Fully automated event detection and metrics extraction: Identifies key events and extracts important metrics linked to injury prevention and performance.
Instant reporting and dashboards: Produces joint level time-series comparisons, progress tracking, all embedded in our web app and PDF reports.
Lab-grade accuracy: Works with standard high-speed video (iPhones can record up to 240 Hz) and applies biomechanical constraints for reliable data.
Whole-body kinematics of a 180° change of direction, reconstructed from 2–3 videos (example uses 3)
What you get with this module
Each analysis breaks down the 5-0-5 sequence into its key phases and extracts metrics that matter for both performance and return-to-sport decisions:
5-0-5 duration: Reports the time between crossings of the 5 m line.
5-0 / 0-5 ratio: Evaluates deceleration versus re-acceleration efficiency, a balanced ratio reflects coordinated braking and propulsion.
Peak forward velocity: Gives the subject's top speed before cutting.

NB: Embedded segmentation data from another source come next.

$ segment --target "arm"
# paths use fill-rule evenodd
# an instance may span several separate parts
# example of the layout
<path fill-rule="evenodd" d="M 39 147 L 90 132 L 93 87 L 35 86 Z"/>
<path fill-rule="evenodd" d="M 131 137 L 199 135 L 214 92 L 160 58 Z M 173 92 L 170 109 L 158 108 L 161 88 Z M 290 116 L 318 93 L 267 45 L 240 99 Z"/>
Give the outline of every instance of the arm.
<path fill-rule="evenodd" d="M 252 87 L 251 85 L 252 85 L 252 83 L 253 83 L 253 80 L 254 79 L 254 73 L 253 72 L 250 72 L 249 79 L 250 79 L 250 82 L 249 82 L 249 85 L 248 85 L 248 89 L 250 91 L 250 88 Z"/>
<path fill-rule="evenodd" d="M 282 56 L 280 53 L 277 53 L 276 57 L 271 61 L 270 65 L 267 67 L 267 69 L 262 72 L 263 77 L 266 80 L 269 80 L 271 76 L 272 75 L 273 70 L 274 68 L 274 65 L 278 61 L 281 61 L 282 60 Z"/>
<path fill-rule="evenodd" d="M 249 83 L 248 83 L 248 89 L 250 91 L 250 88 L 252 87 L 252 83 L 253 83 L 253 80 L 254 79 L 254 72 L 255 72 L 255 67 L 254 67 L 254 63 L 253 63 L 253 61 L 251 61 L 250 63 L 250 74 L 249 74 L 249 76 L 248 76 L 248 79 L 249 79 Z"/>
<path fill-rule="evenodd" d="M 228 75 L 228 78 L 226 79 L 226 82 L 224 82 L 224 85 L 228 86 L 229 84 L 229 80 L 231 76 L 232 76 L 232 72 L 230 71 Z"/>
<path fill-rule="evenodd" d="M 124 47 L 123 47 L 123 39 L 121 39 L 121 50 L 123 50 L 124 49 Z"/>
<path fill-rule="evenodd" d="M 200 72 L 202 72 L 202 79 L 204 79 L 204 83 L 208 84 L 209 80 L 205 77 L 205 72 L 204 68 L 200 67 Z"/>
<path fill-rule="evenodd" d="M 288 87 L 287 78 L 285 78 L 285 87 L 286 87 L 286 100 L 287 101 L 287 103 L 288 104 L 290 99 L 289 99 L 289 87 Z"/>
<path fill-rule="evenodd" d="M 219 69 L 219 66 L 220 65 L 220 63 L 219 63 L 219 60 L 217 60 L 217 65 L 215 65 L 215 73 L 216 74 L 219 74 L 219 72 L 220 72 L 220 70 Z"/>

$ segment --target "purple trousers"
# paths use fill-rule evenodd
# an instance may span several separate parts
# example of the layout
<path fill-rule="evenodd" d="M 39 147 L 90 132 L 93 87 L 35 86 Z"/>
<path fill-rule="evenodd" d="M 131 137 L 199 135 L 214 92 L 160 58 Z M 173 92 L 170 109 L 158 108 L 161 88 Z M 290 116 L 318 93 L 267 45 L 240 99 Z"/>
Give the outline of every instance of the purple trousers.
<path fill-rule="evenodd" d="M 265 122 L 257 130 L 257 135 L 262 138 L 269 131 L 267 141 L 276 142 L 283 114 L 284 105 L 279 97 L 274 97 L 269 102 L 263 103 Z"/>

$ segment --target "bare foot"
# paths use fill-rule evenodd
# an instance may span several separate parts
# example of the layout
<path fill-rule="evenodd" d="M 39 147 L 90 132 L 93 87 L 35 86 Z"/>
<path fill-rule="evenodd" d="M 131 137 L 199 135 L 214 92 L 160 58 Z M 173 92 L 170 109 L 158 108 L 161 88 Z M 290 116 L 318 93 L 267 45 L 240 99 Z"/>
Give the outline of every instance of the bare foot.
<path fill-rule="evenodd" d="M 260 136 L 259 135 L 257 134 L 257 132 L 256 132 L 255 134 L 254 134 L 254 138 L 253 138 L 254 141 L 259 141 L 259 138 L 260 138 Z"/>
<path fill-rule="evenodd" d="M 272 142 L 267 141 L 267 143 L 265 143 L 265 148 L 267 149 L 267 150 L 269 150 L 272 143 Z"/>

Percentage braking during contact: Represents how much kinetic energy is absorbed during the turn. Too much increases joint loads, too little suggests early braking and lost efficiency.
Peak knee flexion: Measures how effectively the athlete absorbs load and stores elastic energy for re-acceleration, a balanced value optimizes shock absorption with force generation.
Peak dynamic knee valgus: Quantifies how well the athlete controls knee motion under load, a large value might increase injury risk.
Foot placement vs. center of mass: Assesses how far the foot lands ahead of the body, a balanced placement supports efficient turning and reduces impact stress.
Trunk lean and torso heading: Captures how the upper body aligns with the travel direction, critical for reducing joint loads and optimizing transition speed.
All results are displayed through interactive charts and reports, using a traffic-light color system to highlight normal, near-normal, or atypical values based on normative data and individual body dimensions, enabling meaningful comparisons across athletes and sessions.
How to embed in your workflow
For medical staff: Support return-to-sport decisions with whole-body movement data. Identify compensations, residual asymmetries, and sub-optimal change-of-direction control that may not appear in other tests.
For performance coaches: Complement stopwatch times with detailed movement information. Assess how efficiently athletes change direction, identify technique flaws, and track changes over time.
For athletes: Access objective, visual feedback on movement efficiency and control to guide safer, more informed development.
Practical workflow
Capture: Record the test with 2-3 smartphones at 120–240 Hz.
Analyze: Within minutes, the system reconstructs 3D motion, detects events, computes metrics, and generates a report.
Interpret and track: Compare sessions, monitor progress or fatigue patterns, and export results as CSV or PDF.
Bringing lab-grade insight to daily practice
The automated 5-0-5 analysis module helps translate biomechanical assessment from the lab to the field. It combines high-precision kinematics, automated event detection, and clear visual reporting to support clinicians and performance staff with detailed movement information. Whether you’re monitoring rehabilitation, movement quality, or agility performance, this module provides objective data to inform your decisions.